FIG. 7 shows an illustrative process for vehicle-to-vehicle connection. With respect to the illustrative embodiments described in this figure, it is noted that a general purpose processor may be temporarily enabled as a special purpose processor for the purpose of executing some or all of the exemplary methods shown herein. When executing code providing instructions to perform some or all steps of the method, the processor may be temporarily repurposed as a special purpose processor, until such time as the method is completed. In another example, to the extent appropriate, firmware acting in accordance with a preconfigured processor may cause the processor to act as a special purpose processor provided for the purpose of performing the method or some reasonable variation thereof.
In this example, a standard connection request is being handled. In this example, it is contemplated that a driver can decide whether or not to exchange communication with a vehicle computing system in another vehicle.
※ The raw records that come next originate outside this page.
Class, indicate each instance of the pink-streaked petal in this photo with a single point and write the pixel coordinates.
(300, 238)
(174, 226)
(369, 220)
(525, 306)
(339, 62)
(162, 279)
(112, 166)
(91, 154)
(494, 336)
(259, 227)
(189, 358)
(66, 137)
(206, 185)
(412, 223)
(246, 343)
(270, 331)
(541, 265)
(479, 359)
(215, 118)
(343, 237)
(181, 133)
While emergency service requests, in some examples, may be processed regardless of driver preferences, in the interest of safety, other data exchange requests may be accepted or denied by a driver.
Here, the standard non-emergency connection request is received by the secondary vehicle 701. If such requests are permitted 703, the process will connect to the primary vehicle 705. Otherwise, the process will reject the request 709. If the process has connected to the secondary vehicle, relevant data may be exchanged 707. This data can include, but is not limited to, road condition data, traffic data, weather data, etc. Even social data may be exchanged, for example, a driver could receive a play-list from another vehicle in case the driver wanted a random suggestion for some music to listen to. Any useful or relevant data may be exchanged in this manner.
While exemplary embodiments are described above, it is not intended that these embodiments describe all possible forms of the invention. Rather, the words used in the specification are words of description rather than limitation, and it is understood that various changes may be made without departing from the spirit and scope of the invention. Additionally, the features of various implementing embodiments may be combined to form further embodiments of the invention.